Unlike Donald Trump, Chinese President Xi Jinping is not known for caring about stock-market returns. As recently as 2021, the government went ahead with harsh regulatory crackdowns on big tech and real estate developers, ignoring global investors’ bitter complaints.
But there are clear signs that Xi is changing his mind. State-owned institutional investors are pouring billions of dollars in this year. In January, the government said large insurers will need to invest 30% of their new policy premiums in onshore equities. In April, Central Huijin Investment Ltd., a domestic unit of the sovereign fund China Investment Corp., formally established its presence in the market. As of the end of June, Huijin owned 1.3 trillion yuan ($180 billion) of index funds.

So it’s worth asking what prompted the change of heart. Investors are expecting a Xi put — a belief that the state will purchase Chinese stocks in the event of a rout. Will the institutional support be here for the long-run?
Sharp demographic shifts may be forcing Xi’s hand. It took just five years for China to enter a fertility crisis. Only 9.5 million babies were born in 2024, an alarming decline from about 15 million annually before the pandemic. The total fertility rate, or the estimated average number of children a woman will have in her lifetime, tumbled to just 1 in 2023 from 1.8 in 2019.

As a result, the social safety net is becoming impossible to maintain. In 1990, for every new retiree, China had about 3.6 workers entering the labor force. By 2045, that number will fall to 0.4 — there will be only 9 million job entrants starting to contribute to social security, but 21 million who begin to receive pension benefits, according to estimates from Goldman Sachs Group Inc. The tables have turned.
This perhaps explains a slew of new policies to improve the math. China raised the retirement age late last year for the first time since 1978. A recent court ruling closed the loophole small businesses have been using to opt out of mandatory social insurance payments. And new child subsidies — 3,600 yuan a year per child under the age three — will be handed out to boost birthrates.
But these measures alone are not enough to unburden a stressed pension system. China’s social security has achieved near universal coverage, with more than 1 billion people included. That accomplishment also comes at a great cost, however. The government has been subsidizing state pensions for at least a decade. In 2023, the total reached 1.7 trillion yuan, or 6.4% of fiscal expenditure.

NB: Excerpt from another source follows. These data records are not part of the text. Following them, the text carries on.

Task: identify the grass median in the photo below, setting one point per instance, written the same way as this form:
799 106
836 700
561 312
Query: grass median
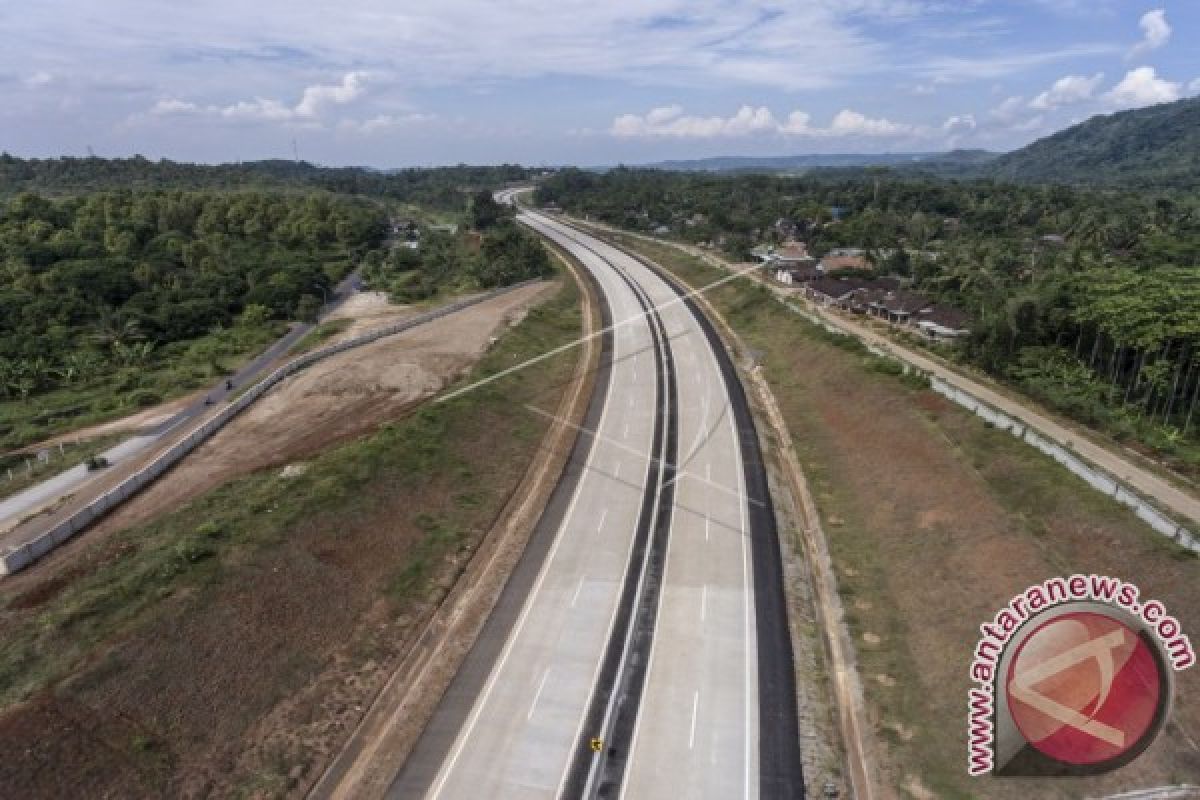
223 648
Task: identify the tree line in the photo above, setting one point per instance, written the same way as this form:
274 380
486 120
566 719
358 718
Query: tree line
439 187
492 252
96 283
1087 299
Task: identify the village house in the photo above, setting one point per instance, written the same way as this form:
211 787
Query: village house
786 228
843 260
833 292
797 275
899 306
943 323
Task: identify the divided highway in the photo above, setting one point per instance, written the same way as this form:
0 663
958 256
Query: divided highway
648 611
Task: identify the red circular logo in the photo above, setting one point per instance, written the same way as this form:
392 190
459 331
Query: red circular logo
1085 689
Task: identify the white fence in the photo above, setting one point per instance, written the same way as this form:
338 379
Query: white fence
18 558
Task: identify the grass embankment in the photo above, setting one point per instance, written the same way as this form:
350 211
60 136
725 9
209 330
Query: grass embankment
223 648
27 469
934 522
319 335
171 372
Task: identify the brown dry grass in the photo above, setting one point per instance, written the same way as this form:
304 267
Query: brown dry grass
935 521
227 648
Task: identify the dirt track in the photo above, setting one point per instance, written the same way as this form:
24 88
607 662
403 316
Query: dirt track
336 398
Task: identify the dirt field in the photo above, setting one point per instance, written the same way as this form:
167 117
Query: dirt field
935 521
227 648
336 398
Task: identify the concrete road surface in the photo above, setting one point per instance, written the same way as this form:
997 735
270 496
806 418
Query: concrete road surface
516 721
24 503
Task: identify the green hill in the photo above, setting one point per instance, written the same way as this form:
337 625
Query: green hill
1156 146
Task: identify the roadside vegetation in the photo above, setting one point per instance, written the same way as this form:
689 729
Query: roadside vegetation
115 301
934 521
203 648
493 252
437 188
19 470
1089 300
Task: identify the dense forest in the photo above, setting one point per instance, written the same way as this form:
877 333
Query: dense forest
437 187
1090 300
1151 148
493 253
121 298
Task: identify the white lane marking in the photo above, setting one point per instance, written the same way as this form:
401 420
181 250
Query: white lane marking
558 236
466 734
537 695
617 444
747 599
695 707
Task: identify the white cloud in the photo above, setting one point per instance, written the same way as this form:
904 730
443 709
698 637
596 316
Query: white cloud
39 79
1143 86
1155 32
960 122
1008 110
671 121
385 122
847 122
168 107
315 97
1067 91
312 102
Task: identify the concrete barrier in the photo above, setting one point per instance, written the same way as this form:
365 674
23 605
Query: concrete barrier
18 558
1095 476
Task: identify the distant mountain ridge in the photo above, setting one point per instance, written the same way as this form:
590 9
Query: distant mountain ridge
790 163
1146 148
1155 146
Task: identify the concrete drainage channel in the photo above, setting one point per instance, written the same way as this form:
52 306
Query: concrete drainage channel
1091 474
18 558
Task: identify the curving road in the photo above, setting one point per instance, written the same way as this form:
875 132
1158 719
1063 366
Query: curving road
648 611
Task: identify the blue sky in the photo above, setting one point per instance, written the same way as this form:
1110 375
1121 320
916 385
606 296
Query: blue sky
394 83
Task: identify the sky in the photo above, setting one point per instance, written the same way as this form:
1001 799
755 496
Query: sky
400 83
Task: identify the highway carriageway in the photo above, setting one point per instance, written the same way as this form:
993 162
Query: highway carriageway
641 648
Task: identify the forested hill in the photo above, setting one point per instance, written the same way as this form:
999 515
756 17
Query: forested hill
1151 148
439 187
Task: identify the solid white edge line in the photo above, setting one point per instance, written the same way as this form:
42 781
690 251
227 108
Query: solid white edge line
514 635
537 695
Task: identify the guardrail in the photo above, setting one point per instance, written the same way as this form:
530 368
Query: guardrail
18 558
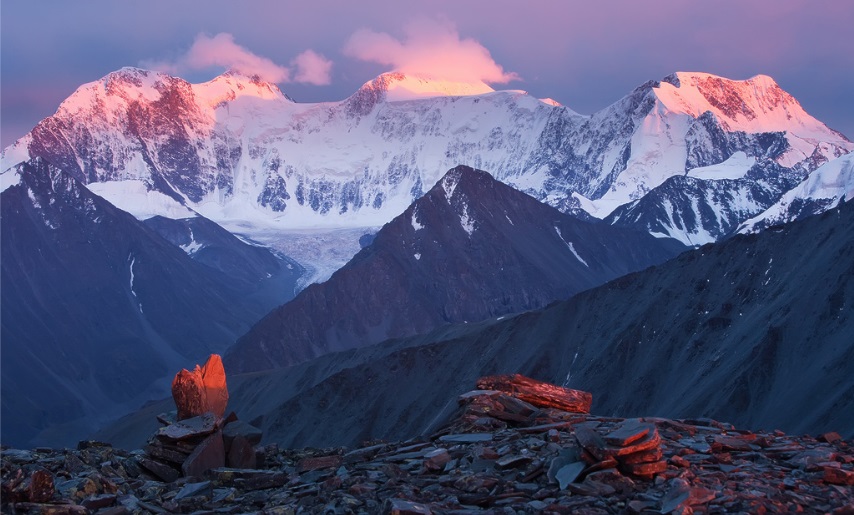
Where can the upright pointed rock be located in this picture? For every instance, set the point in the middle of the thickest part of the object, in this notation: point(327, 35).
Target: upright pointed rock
point(201, 391)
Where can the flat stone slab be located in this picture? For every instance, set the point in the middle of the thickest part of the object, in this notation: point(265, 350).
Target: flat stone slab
point(569, 473)
point(189, 428)
point(467, 438)
point(629, 431)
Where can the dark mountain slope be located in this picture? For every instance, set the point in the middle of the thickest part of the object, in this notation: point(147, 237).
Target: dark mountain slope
point(755, 331)
point(272, 277)
point(96, 309)
point(470, 249)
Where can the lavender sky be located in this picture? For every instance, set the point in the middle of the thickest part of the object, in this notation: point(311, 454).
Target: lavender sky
point(584, 54)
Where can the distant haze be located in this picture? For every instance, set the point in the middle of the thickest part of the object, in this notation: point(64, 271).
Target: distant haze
point(585, 56)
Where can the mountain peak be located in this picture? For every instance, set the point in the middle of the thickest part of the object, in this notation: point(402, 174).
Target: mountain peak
point(233, 84)
point(399, 86)
point(757, 104)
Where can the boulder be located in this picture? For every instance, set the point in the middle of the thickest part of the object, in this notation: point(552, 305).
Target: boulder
point(201, 391)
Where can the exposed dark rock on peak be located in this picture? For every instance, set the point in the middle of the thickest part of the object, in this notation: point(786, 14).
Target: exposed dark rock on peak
point(97, 307)
point(469, 249)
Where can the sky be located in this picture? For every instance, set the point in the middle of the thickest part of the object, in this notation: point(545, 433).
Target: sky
point(586, 55)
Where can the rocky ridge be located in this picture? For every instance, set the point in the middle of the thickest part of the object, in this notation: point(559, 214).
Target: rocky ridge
point(499, 454)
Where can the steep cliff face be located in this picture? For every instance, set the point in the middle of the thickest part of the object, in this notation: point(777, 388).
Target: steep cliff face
point(471, 248)
point(754, 330)
point(241, 153)
point(98, 309)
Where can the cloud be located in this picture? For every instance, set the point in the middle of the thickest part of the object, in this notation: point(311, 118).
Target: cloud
point(221, 51)
point(312, 68)
point(429, 47)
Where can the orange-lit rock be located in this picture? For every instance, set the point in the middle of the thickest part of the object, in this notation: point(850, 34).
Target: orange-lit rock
point(538, 393)
point(201, 391)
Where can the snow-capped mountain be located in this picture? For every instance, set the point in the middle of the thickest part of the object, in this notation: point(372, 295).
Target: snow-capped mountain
point(824, 189)
point(241, 153)
point(469, 249)
point(98, 310)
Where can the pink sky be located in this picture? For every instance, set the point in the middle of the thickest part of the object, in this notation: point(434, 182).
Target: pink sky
point(584, 54)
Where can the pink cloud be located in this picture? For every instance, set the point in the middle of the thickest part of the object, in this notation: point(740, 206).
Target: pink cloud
point(429, 47)
point(312, 68)
point(222, 51)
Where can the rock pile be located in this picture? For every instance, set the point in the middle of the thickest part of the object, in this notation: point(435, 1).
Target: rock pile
point(196, 438)
point(204, 390)
point(500, 454)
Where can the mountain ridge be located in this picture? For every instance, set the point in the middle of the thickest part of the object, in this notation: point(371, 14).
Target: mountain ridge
point(359, 162)
point(470, 248)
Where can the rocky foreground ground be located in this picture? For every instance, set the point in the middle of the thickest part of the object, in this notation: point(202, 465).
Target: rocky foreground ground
point(516, 446)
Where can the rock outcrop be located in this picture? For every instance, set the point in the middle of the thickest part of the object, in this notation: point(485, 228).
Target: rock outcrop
point(499, 454)
point(204, 390)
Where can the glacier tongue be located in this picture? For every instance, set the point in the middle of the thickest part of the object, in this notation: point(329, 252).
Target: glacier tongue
point(239, 152)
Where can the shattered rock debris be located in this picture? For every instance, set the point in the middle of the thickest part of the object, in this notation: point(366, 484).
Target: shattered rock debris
point(504, 452)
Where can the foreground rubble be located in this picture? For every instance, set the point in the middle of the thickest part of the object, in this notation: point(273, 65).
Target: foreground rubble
point(500, 454)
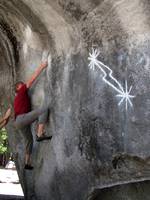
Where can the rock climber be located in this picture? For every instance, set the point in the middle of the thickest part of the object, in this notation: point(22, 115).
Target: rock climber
point(24, 116)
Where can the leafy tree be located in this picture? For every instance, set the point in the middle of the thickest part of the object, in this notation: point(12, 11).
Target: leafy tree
point(3, 141)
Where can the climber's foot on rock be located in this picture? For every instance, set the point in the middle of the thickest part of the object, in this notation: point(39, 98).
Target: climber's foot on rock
point(43, 137)
point(28, 167)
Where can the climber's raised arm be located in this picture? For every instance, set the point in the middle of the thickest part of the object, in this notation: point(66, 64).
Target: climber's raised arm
point(4, 120)
point(36, 74)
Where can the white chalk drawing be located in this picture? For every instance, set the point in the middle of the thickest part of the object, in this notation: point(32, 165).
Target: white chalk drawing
point(124, 94)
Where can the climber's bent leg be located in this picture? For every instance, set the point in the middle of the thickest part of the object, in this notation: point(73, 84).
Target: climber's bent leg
point(26, 131)
point(41, 127)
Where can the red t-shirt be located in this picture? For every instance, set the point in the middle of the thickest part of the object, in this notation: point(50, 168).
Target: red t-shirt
point(22, 102)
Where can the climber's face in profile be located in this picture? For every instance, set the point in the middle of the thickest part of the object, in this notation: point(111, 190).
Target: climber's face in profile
point(18, 86)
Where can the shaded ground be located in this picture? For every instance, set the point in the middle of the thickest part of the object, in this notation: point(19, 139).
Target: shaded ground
point(9, 185)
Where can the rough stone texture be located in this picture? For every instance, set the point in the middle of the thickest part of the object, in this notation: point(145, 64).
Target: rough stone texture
point(95, 143)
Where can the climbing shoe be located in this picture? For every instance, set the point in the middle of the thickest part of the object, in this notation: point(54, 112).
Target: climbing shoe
point(43, 137)
point(28, 167)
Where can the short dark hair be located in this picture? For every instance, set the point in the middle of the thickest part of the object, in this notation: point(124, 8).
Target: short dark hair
point(17, 83)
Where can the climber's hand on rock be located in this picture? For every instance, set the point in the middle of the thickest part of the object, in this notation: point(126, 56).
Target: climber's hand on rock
point(44, 65)
point(7, 114)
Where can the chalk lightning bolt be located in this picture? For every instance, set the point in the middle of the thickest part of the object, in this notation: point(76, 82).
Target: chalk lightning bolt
point(123, 94)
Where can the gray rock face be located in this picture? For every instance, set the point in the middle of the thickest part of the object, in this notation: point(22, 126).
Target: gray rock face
point(100, 140)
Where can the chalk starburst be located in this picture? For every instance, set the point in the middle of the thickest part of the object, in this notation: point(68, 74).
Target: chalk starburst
point(124, 94)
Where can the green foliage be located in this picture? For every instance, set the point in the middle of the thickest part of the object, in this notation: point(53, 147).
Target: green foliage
point(3, 141)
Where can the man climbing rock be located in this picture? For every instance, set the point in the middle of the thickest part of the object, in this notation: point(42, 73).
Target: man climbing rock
point(24, 117)
point(5, 118)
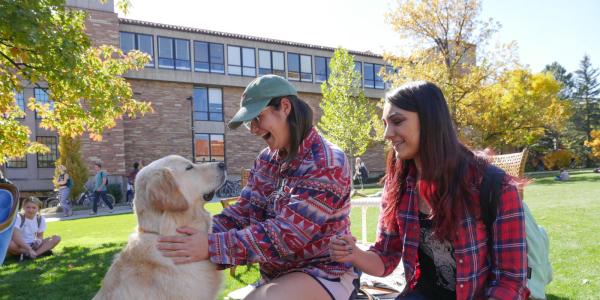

Even with state subsidies, millions of baby boomers don’t have enough to enjoy their golden years. Urban salaried workers are covered under the employee insurance, a defined-benefit plan that pays out a percentage of pre-retirement income. It distributed an average 45,000 yuan per person in 2023. But many others, including those in rural areas or who don’t have full-time jobs, are only enrolled in the so-called resident insurance, which disbursed a dismal 2,671 yuan that year.
This is why the stock market will be increasingly important as Chinese society ages. The US offers an enviable example. Those born between 1946 and 1964, the first generation to be offered 401(k) pension plans when they started work, have more money than anyone else, because of the soaring value of stock portfolios and homes. Many don’t rely on the social security check, which averages $2,000 a month, for a living — and won’t complain if annual retirement payment increases are small.
China is certainly keen to replicate that recipe, especially now that the housing market is in a prolonged downturn. Late last year, the government rolled out its version of an Individual Retirement Account, or IRA, nationwide, which allows people to invest up to 12,000 yuan a year tax-free. But will they bother to enroll if the stock market is perpetually in bear territory? Similarly, the state pension system might become more self-reliant if social security funds can notch better capital gains.
The so-called TACO trade, betting that Trump will eventually chicken out of market-unfriendly policies, is popular this year. This is because the US president has long seen the S&P 500’s performance as a proxy for his approval rating. Xi, serving an unprecedented third term, doesn’t have to worry about that. However, he does have a fiscal book to balance, perhaps for decades to come.
In the future, when one worker has to support three pensioners, equity returns will be very important. Xi has no choice but to love the stock market.